Ed Driscoll

Allan Bloom, Call Your Office

A quarter century ago, in The Closing of the American Mind, Allan Bloom wrote:

This popularization of German philosophy in the United States is of peculiar interest to me because I have watched it occur during my own intellectual lifetime, and I feel a little like someone who knew Napoleon when he was six. I have seen value relativism and its concomitants grow greater in the land than anyone imagined. Who in 1920 would have believed that Max Weber’s technical sociological terminology would someday be the everyday language of the United States, the land of the Philistines, itself in the meantime become the most powerful nation in the world? The self-understanding of hippies, yippies, yuppies, panthers, prelates and presidents has unconsciously been formed by German thought of a half-century earlier; Herbert Marcuse’s accent has been turned into a Middle Western twang; the echt Deutsch label has been replaced by a Made in America label; and the new American life-style has become a Disneyland version of the Weimar Republic for the whole family.

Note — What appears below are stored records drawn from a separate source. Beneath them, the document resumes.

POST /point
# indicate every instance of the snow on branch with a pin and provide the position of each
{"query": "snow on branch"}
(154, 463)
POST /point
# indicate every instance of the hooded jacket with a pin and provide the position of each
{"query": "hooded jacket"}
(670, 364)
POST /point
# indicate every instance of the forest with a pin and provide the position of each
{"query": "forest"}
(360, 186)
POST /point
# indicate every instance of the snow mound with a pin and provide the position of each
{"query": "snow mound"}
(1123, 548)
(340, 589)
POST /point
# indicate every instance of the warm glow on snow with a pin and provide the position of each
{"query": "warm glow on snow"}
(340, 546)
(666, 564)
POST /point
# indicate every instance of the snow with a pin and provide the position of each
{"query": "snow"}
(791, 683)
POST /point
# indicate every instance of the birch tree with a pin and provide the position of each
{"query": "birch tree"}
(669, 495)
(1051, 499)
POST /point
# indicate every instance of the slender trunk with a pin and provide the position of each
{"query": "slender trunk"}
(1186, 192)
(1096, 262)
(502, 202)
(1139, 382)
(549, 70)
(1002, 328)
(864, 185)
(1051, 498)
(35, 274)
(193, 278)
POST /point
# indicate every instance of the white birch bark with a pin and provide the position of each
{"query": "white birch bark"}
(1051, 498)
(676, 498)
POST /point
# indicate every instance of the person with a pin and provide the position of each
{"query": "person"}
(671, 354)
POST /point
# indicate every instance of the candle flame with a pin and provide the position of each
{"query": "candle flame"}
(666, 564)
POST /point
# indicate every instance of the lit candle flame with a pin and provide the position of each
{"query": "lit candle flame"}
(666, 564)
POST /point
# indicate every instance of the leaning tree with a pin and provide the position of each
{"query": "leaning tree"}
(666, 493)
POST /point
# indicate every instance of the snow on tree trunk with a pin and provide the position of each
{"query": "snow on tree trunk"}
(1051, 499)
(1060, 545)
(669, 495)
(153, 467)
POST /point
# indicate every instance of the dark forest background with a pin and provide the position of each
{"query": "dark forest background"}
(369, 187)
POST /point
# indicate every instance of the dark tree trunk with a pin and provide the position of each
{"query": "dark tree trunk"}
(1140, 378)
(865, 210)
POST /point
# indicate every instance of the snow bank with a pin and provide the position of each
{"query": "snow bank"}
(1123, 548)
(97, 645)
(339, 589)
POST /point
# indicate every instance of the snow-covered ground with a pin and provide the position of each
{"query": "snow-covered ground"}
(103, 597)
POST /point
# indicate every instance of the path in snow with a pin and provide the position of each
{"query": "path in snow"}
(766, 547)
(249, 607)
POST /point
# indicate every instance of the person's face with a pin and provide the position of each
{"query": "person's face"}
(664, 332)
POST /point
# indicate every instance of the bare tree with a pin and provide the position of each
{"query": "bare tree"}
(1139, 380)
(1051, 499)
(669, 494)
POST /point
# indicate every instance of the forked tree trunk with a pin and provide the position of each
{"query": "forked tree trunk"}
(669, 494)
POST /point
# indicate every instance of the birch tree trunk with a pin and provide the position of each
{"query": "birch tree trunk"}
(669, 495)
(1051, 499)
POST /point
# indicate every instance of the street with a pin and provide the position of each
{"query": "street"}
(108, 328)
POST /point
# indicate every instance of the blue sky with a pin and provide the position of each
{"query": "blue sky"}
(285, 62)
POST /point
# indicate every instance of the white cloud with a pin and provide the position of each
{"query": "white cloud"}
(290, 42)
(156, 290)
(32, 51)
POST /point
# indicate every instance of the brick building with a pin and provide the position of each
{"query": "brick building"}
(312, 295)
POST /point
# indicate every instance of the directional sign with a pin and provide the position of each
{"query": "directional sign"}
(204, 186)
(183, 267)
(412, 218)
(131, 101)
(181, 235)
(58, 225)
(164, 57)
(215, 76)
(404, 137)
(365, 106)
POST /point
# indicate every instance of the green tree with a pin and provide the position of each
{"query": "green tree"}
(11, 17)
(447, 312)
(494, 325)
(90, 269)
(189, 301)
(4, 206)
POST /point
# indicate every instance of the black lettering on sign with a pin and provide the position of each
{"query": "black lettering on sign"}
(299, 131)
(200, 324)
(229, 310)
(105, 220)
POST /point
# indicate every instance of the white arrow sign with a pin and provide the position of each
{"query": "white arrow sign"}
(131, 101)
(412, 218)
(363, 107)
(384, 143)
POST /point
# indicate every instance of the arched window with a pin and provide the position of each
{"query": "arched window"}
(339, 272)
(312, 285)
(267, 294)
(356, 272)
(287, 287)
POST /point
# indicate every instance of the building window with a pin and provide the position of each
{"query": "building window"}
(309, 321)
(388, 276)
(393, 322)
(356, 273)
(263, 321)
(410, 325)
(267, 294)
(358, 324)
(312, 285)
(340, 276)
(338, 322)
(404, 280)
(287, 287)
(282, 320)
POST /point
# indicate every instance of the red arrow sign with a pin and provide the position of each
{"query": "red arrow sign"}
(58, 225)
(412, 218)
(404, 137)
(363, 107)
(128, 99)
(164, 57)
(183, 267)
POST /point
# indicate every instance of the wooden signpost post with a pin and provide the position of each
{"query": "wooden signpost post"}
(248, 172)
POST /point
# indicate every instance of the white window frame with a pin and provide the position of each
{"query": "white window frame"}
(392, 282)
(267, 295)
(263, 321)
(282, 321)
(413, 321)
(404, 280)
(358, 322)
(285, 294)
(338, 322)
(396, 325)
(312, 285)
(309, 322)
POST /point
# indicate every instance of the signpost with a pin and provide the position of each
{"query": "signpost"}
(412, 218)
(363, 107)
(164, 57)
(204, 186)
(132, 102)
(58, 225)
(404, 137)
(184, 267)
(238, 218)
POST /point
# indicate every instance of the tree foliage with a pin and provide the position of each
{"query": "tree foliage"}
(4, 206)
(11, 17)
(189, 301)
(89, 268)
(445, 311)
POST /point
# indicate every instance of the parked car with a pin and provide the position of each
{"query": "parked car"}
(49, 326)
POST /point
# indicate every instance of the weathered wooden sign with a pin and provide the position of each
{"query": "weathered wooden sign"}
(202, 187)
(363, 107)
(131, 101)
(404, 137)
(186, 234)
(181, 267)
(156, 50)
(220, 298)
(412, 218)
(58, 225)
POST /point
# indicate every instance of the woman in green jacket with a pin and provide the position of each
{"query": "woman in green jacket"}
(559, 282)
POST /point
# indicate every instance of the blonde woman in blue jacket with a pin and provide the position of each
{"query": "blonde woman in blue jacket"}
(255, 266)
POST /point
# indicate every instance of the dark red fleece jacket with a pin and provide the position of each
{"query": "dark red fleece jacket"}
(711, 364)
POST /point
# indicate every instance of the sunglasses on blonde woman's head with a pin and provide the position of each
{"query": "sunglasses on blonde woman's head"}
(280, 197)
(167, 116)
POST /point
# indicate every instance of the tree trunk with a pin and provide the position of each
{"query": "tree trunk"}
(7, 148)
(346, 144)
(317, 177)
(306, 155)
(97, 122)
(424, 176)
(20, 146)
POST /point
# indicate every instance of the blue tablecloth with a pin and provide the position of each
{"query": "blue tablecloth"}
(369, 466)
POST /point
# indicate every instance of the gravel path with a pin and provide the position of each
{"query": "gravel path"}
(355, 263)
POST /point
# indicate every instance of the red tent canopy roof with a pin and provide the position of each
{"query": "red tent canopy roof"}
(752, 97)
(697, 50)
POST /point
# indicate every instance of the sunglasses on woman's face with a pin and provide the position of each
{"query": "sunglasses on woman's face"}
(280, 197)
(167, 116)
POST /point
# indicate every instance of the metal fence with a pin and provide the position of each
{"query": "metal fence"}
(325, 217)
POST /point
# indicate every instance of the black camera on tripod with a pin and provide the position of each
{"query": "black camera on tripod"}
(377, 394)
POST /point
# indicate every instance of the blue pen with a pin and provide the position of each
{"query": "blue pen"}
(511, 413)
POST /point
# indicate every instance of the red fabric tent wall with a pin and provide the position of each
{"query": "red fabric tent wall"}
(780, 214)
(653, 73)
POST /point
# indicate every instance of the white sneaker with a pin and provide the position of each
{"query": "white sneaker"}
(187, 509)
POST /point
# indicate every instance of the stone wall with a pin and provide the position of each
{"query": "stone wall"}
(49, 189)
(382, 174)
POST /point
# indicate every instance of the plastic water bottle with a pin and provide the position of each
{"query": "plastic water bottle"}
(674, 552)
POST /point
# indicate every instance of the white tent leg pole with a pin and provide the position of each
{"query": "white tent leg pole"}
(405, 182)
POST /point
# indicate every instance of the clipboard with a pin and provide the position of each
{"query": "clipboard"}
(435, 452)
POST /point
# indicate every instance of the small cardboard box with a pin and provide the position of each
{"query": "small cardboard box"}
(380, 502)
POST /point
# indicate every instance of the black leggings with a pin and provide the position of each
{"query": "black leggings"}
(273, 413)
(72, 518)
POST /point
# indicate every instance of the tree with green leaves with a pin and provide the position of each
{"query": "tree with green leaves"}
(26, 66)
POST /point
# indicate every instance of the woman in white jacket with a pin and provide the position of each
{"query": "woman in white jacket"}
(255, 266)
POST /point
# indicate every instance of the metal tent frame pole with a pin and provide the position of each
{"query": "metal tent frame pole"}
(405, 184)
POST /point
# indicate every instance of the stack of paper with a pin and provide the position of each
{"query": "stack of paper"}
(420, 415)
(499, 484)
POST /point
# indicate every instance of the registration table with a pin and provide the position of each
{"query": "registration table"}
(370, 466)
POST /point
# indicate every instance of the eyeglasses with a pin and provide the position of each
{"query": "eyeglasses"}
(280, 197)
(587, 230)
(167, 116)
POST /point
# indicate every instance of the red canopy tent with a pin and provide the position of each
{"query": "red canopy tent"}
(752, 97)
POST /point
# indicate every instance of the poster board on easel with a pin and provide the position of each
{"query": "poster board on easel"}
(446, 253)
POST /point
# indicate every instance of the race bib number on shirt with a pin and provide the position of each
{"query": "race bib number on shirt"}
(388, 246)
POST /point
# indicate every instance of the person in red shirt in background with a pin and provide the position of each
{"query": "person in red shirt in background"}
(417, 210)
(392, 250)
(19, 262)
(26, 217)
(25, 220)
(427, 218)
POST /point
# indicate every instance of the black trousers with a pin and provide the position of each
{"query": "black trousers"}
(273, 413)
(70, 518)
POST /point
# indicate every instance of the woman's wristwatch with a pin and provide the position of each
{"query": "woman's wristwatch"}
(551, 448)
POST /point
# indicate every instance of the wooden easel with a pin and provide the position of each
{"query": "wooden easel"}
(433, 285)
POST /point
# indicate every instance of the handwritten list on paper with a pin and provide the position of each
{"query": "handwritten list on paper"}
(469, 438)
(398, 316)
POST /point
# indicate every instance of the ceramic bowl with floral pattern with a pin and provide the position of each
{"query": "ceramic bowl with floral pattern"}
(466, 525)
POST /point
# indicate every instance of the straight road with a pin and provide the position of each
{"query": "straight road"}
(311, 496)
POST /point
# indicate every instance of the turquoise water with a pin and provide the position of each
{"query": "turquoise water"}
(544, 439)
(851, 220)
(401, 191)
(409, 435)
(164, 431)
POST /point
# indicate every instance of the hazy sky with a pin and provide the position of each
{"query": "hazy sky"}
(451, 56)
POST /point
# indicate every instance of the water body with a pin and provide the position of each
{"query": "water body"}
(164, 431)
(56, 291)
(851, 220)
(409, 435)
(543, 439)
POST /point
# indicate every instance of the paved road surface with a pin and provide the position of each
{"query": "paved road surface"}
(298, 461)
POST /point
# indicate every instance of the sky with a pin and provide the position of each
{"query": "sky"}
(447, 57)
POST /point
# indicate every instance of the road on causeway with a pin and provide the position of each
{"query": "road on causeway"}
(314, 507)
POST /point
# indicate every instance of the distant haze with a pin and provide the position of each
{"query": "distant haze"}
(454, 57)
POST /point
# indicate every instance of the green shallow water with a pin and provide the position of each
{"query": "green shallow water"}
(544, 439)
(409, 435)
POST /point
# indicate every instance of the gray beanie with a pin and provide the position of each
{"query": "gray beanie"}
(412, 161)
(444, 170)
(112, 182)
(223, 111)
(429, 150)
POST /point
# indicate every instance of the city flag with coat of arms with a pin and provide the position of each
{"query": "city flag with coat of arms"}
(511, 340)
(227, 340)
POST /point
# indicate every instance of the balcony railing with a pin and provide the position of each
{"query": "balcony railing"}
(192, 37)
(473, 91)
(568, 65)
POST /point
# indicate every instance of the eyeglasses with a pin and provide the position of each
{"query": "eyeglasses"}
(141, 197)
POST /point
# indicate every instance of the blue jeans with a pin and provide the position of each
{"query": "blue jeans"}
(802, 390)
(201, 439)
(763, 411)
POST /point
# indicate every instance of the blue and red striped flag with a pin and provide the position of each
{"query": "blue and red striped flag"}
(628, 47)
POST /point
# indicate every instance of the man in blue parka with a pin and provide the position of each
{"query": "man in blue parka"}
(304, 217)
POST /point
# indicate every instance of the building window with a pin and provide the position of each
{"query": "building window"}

That paragraph was preceded by a personal observation from Bloom:

A few years ago I chatted with a taxi driver in Atlanta who told me he had just gotten out of prison, where he served time for peddling dope. Happily he had undergone “therapy.” I asked him what kind. He responded, “All kinds— depth-psychology, transactional analysis, but what I liked best was Gestalt.” Some of the German ideas did not even require English words to become the language of the people. What an extraordinary thing it is that high-class talk from what was the peak of Western intellectual life, in Germany, has become as natural as chewing gum on American streets. It indeed had its effect on this taxi driver. He said that he had found his identity and learned to like himself. A generation earlier he would have found God and learned to despise himself as a sinner. The problem lay with his sense of self, not with any original sin or devils in him. We have here the peculiarly American way digesting Continental despair. It is nihilism with a happy ending.

Flash-forward to this weekend, where in “Mark Joseph Stern’s Immaculate Conception,” Rod Dreher of the American Conservative catches a puffed-up Slate columnist exulting on Thanksgiving that he without sin:

The effortlessly humble Mark Joseph Stern, who writes about homosexuality for Slate, wrote a Thanksgiving column saying how happy happy happy he is to be gay. Excerpt:

What if I had been straight, and I had gone really, really wrong? What if, given the privilege of heterosexuality, I turned against all the vulnerable and disadvantaged people, who, as a gay man, I inherently empathize with? As part of my job, I regularly read the writings of people in whom something has broken or withered—people who have lost the ability to see the humanity in others. I put myself in the mindset of people who dehumanize and vilify and hate. I become intimately acquainted with the twisted beliefs of those who, encountering a person they don’t quite understand, lash out with cruel loathing and immoral rage.

Because I am gay, it is basically impossible for me to become one of these people.

Yes, because he is gay, Mark Joseph Stern was born without original sin. Mark Joseph Stern cannot, by definition, dehumanize, vilify, and hate anybody. He could never lash out with cruel loathing and immoral rage.

Except when he’s savaging the interesting 23-year-old gay writer Brandon Ambrosino, when he was had been hired by Vox.com:

Read the whole thing. If he was still living, I wonder what Bloom would have made of the above quote, or of an American embracing a rookie senator running for the White House who when asked in 2004 by a Chicago Sun-Times reporter covering religion-themed topics, “What is sin?” memorably responded, “Being out of alignment with my values.”